Mato Grosso
Hino de Mato Grosso foi oficializado 60 anos após primeira apresentação pública
Uma das principais obras de Dom Francisco de Aquino Corrêa, o Hino de Mato Grosso, só foi reconhecido oficialmente por meio de decreto estadual, em 1983, a partir da avaliação por uma comissão criada para estudar possíveis mudanças na sua letra. A polêmica avaliação envolveu a citação de municípios que não pertenciam mais a Mato Grosso após a divisão do Estado, em 1977.
O Estado comemora seus 271 anos nesta quinta-feira (09). Mas os municípios como Dourados e Corumbá, localizados em Mato Grosso do Sul, compõem o arranjo do Hino do Estado, que na época suscitaram muita discussão. Apesar disso, a comissão optou por manter a letra original e preservar a história local. “Dos teus bravos a glória se expande, de Dourados até Corumbá”, canta a letra até os dias atuais.
A interpretação dada pela comissão é de que o trecho ressalta a bravura do de Antônio João Ribeiro, que comandou a colônia Militar de Dourados, e dá destaque para Antônio Maria de Coelho pela bravura na retomada de Corumbá na guerra do Paraguai, e que ocupou o cargo de primeiro governador de Mato Grosso já na fase Republicana.
“Mas o heroísmo dessas figuras não diz respeito apenas a Mato Grosso, e sim ao Brasil, nas circunstâncias por que passava a soberania nacional”, relata parte do relatório da Comissão que institucionalizou o Hino de Mato Grosso. O relatório completo da Comissão nomeada pelo então governador Júlio José de Campos faz parte do acervo da Superintendência de Arquivo Público de Mato Grosso.
Primeira apresentação pública
Na apresentação do Hino de Mato Grosso, a população estava em festa no bicentenário da Capital e do Estado, comemorados em 1919 em uma única data, 8 de abril. O historiador Mestre em História Política do Brasil, Lauro Portela, conta que naquele momento histórico os organizadores da festividade entendiam como interessante a unificação da data.
O que se pretendia com a comemoração era celebrar a fundação da conquista do território que deu origem a Mato Grosso. Para isso, consideraram o primeiro registro que comprovaria a criação dos primeiros povoados: a certidão que noticiara o achado aurífero do Coxipó.

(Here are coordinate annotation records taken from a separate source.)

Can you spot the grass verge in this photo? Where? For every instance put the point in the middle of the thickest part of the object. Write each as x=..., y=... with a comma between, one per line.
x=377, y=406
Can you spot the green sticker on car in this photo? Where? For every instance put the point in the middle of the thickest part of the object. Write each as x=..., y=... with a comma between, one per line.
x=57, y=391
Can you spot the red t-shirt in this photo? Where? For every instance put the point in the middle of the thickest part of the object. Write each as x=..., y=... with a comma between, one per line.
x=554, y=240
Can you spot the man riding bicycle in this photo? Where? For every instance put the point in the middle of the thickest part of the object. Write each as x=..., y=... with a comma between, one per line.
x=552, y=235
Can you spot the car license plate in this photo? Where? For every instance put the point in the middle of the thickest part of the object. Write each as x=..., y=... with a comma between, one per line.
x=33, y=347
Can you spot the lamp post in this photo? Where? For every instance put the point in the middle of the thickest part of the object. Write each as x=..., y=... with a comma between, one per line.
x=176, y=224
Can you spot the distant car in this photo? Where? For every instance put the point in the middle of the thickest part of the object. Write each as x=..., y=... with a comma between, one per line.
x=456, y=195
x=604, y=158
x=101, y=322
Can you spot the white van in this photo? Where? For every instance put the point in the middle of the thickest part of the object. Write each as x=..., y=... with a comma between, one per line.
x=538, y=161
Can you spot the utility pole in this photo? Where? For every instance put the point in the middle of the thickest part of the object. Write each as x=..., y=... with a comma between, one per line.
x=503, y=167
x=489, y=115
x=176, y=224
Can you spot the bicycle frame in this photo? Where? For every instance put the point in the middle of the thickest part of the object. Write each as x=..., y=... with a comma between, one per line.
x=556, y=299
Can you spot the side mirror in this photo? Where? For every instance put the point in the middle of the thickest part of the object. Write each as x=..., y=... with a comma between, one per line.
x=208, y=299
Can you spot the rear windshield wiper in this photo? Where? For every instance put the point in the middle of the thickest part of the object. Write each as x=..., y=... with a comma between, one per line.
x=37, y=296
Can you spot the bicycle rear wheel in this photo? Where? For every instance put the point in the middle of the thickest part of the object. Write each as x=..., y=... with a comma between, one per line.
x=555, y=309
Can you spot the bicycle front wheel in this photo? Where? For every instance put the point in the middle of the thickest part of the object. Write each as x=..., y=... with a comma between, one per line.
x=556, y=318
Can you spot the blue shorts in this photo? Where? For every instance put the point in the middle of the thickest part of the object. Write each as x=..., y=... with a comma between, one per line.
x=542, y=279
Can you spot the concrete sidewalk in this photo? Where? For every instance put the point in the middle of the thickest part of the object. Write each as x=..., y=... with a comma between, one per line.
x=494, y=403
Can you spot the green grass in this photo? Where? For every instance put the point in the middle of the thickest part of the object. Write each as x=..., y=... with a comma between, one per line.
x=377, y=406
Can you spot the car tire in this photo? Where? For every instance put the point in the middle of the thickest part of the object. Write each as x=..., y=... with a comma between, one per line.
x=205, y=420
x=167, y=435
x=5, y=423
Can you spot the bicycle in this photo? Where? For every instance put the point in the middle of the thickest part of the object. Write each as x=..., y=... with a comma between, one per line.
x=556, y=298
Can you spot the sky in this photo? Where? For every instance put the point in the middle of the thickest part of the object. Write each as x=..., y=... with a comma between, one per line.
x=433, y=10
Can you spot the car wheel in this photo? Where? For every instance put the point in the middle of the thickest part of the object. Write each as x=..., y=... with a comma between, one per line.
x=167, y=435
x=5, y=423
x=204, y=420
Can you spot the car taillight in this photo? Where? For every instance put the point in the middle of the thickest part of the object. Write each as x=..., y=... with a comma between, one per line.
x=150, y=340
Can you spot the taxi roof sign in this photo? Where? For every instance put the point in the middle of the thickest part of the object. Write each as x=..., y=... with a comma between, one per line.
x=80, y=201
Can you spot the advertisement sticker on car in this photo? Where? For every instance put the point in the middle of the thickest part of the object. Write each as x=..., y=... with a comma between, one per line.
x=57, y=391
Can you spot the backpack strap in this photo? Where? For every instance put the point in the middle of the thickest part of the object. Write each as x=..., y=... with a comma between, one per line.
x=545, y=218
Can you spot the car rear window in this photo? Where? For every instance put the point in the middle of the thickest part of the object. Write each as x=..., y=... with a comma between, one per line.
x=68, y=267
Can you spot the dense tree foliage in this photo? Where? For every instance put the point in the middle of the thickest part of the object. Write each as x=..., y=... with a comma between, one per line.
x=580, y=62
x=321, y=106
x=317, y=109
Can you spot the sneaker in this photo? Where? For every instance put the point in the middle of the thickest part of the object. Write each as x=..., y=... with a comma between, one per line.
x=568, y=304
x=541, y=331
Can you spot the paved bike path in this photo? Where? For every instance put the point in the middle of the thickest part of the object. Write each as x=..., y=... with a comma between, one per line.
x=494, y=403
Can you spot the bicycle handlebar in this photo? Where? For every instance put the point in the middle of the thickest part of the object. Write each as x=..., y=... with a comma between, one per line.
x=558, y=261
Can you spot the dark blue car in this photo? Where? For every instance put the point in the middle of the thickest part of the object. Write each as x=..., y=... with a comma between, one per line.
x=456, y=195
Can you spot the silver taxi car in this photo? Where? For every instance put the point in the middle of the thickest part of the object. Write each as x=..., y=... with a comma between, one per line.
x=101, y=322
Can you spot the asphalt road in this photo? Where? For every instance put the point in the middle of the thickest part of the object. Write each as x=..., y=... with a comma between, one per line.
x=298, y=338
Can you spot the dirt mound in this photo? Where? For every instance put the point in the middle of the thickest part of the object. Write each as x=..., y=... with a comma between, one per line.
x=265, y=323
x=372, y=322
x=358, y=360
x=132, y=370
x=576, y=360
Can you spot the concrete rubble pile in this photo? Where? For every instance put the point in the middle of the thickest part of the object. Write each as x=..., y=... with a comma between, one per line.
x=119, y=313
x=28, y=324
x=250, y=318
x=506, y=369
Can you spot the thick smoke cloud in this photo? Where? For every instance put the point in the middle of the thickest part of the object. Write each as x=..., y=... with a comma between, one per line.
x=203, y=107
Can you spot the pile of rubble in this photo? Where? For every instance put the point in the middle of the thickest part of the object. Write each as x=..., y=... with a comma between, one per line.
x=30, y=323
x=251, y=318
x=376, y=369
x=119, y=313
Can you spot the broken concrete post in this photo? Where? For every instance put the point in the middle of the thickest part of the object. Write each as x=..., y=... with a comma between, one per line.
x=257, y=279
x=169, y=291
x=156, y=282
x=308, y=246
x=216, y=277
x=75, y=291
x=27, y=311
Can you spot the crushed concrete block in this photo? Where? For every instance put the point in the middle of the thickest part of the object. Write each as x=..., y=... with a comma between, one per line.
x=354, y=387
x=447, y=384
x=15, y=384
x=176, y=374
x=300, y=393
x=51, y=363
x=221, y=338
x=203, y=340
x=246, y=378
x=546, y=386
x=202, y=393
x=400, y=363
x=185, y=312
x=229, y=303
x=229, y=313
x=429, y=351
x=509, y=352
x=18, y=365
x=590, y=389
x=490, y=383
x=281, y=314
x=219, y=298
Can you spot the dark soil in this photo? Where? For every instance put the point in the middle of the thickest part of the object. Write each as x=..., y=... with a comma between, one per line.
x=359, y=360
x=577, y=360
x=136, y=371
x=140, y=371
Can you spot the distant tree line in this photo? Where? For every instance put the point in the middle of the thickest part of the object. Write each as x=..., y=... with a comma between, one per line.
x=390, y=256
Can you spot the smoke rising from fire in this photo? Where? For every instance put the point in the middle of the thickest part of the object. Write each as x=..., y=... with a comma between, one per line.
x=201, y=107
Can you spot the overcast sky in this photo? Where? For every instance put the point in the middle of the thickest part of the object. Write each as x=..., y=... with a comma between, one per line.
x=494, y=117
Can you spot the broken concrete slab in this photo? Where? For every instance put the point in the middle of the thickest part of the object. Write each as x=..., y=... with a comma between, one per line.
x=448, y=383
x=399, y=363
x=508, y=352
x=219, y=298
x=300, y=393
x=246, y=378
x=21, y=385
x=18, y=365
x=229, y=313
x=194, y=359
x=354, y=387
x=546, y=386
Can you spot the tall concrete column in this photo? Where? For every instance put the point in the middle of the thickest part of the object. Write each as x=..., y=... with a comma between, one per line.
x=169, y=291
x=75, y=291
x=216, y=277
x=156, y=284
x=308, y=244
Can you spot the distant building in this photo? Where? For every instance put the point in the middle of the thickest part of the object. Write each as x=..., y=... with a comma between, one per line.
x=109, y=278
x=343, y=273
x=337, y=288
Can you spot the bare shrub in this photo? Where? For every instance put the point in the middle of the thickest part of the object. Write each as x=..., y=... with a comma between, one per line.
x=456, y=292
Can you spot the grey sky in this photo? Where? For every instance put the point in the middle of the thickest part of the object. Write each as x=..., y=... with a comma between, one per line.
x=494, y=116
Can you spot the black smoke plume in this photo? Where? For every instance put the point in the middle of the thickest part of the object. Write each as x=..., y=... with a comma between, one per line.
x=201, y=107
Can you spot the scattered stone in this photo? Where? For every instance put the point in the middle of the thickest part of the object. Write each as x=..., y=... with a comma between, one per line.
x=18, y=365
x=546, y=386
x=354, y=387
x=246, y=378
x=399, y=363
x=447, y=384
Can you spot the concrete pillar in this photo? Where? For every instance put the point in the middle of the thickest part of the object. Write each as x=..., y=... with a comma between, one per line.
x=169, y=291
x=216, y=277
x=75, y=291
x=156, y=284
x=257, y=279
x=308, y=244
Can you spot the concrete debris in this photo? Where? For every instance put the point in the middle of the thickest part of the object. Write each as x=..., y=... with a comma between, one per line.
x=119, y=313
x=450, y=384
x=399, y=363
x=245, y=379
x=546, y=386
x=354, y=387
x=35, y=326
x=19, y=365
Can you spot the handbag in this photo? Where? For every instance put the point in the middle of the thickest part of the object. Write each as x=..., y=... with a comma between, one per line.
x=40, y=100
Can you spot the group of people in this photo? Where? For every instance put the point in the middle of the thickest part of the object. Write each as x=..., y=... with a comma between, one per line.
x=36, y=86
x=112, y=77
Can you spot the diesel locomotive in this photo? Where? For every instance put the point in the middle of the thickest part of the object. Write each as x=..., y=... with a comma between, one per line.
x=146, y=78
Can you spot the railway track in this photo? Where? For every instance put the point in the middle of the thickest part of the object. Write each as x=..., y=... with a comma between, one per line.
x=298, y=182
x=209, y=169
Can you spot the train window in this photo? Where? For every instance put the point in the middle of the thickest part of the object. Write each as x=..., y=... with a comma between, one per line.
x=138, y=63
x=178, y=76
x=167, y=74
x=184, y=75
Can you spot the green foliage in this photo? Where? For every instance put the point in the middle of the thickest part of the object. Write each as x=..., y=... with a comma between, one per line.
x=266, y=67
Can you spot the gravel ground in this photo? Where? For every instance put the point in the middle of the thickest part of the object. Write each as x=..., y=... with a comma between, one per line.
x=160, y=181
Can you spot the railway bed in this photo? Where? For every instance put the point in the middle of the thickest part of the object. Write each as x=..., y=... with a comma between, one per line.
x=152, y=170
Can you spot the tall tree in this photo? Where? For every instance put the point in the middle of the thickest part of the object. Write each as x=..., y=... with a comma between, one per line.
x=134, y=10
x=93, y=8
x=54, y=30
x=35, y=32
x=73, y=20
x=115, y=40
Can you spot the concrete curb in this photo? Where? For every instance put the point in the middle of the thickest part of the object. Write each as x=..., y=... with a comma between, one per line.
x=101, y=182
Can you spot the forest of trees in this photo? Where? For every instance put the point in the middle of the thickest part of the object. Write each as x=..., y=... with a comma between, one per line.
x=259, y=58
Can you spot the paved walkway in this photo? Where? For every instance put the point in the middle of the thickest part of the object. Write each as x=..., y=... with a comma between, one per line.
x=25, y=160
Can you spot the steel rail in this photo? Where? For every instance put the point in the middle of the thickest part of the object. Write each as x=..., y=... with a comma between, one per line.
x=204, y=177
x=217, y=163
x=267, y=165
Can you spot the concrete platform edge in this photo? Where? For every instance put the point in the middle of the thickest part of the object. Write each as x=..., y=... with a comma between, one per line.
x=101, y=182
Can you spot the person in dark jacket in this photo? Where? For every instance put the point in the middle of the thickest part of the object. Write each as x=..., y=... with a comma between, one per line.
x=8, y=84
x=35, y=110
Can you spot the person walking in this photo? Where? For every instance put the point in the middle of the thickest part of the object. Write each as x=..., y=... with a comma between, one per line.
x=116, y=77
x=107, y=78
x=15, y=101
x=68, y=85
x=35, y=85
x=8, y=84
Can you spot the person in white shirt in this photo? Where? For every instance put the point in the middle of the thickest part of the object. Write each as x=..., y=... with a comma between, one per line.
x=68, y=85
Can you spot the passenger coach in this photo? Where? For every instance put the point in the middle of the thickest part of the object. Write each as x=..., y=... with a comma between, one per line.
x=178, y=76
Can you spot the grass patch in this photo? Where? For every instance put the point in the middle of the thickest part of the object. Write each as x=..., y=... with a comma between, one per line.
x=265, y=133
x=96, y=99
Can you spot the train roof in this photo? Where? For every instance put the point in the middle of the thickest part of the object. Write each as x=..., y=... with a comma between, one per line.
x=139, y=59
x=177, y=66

“O termo que serviu para noticiar a descoberta de ouro de 1719, no Coxipó, se tornou posteriormente a certidão de nascimento de Cuiabá”, explica o historiador sobre a data de 8 de abril, em que se comemora atualmente o aniversário da Capital. Este registro é citado por um cronista chamado José Barbosa de Sá, mas o documento original nunca foi encontrado.
Atualmente se considera a criação da Capitania de Mato Grosso, datada de 1748, com a nomeação do primeiro Capitão-general pela Coroa Portuguesa, Antônio Rolim de Moura.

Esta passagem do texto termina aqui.